Graduate School Bulletin

Spring 2023

Facilities of the Linguistics Department

The Department of Linguistics has several lab facilities.

Computational Linguistics Lab (Directors: Thomas Graf, Jeff Heinz, Jiwon Yun)

Research in the Computational Linguistics Lab is concerned with the analysis of natural language phenomena using tools and concepts from mathematics and computer science, in particular statistics and probability theory, formal language theory, machine learning, algebra and logic.
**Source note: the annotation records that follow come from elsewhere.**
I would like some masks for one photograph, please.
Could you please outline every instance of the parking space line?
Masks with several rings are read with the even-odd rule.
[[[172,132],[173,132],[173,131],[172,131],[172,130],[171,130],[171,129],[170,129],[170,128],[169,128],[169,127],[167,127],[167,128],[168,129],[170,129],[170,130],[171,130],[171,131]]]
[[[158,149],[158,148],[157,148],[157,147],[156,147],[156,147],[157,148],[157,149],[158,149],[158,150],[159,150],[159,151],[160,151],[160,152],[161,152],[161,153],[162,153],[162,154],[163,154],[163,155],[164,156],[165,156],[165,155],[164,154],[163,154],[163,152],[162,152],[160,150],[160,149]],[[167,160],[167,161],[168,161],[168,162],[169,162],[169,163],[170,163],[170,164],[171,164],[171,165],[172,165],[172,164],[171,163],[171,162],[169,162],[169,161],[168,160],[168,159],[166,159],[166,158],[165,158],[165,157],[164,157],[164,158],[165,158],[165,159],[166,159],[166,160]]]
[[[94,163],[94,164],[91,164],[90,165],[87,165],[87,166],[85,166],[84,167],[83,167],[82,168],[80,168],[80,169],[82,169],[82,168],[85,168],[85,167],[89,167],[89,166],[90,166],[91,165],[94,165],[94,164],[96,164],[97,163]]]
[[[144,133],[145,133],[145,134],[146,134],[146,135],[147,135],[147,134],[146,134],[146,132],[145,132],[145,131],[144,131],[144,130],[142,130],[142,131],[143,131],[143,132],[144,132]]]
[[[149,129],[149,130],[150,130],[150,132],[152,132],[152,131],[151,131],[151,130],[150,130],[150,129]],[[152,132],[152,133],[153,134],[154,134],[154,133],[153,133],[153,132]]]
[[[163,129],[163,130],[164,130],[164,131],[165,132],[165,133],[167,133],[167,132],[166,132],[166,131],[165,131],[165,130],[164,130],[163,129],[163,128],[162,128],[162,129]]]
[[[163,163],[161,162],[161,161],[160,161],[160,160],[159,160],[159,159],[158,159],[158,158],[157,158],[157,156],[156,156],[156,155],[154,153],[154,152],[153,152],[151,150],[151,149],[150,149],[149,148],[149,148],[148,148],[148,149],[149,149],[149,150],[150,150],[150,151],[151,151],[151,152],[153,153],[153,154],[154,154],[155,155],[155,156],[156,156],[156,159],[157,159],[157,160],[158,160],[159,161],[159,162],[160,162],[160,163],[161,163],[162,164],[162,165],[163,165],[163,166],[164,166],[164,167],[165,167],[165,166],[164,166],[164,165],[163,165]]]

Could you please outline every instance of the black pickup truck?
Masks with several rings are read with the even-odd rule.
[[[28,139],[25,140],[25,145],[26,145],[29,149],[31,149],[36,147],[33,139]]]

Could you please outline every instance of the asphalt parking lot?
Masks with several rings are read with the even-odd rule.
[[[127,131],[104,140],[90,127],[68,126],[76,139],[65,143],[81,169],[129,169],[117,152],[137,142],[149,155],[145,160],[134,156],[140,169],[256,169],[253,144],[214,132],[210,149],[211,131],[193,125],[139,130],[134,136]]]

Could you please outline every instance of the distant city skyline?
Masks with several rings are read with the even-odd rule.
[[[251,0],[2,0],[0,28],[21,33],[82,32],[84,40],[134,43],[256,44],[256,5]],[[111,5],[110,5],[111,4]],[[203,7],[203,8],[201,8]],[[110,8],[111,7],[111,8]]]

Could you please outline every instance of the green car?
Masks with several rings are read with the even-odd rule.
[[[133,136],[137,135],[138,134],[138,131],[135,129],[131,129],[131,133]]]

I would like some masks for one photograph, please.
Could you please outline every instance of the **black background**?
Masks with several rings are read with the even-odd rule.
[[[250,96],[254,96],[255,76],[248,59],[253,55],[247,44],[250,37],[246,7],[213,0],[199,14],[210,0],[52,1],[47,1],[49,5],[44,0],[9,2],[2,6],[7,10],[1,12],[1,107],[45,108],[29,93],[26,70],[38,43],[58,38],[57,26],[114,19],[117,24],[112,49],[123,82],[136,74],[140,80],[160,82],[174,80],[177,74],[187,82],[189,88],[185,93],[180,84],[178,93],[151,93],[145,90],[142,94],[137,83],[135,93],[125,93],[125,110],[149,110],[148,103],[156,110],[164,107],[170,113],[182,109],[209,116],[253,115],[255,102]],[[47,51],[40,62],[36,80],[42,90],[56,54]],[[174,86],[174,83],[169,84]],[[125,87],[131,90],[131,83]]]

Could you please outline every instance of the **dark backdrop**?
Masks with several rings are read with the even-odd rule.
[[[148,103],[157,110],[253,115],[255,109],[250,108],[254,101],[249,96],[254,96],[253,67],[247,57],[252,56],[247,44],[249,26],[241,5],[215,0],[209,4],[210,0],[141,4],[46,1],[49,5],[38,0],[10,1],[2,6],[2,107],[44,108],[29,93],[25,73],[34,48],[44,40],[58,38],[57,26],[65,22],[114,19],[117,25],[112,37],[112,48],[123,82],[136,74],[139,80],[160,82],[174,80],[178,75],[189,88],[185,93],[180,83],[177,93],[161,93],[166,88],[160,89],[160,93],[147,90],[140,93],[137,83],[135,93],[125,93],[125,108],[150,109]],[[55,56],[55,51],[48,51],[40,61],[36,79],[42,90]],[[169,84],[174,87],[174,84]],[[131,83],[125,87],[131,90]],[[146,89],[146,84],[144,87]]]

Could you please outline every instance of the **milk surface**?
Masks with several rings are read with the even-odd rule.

The lab suite includes a classroom, workstations, a library, and access to a large number of corpora and software

Phonetics Lab (Director: Marie Huffman)

The phonetics lab provides equipment for investigation of a wide range of linguistic questions, with special emphasis on speech acoustics, dialogue, and speech perception. The lab suite includes a lab classroom, a recording room and a research annex, with digital tape recorders, microphones, and headphones as well as facilities for computer-based data acquisition and video recording of spoken or signed language.

Semantics Lab (Director: Richard Larson)

The semantics Lab was created in 1992 by Richard K. Larson (Linguistics) and David S. Warren (Computer Science) as part of the NSF- sponsored Grammar as Science Project. Along with primary research in semantics, a focus of the lab has been the creation of software tools for linguistics research and education. Productions to date include Syntactica, a program for teaching transformational syntax and Semantica, a companion program for teaching truth-conditional natural language semantics.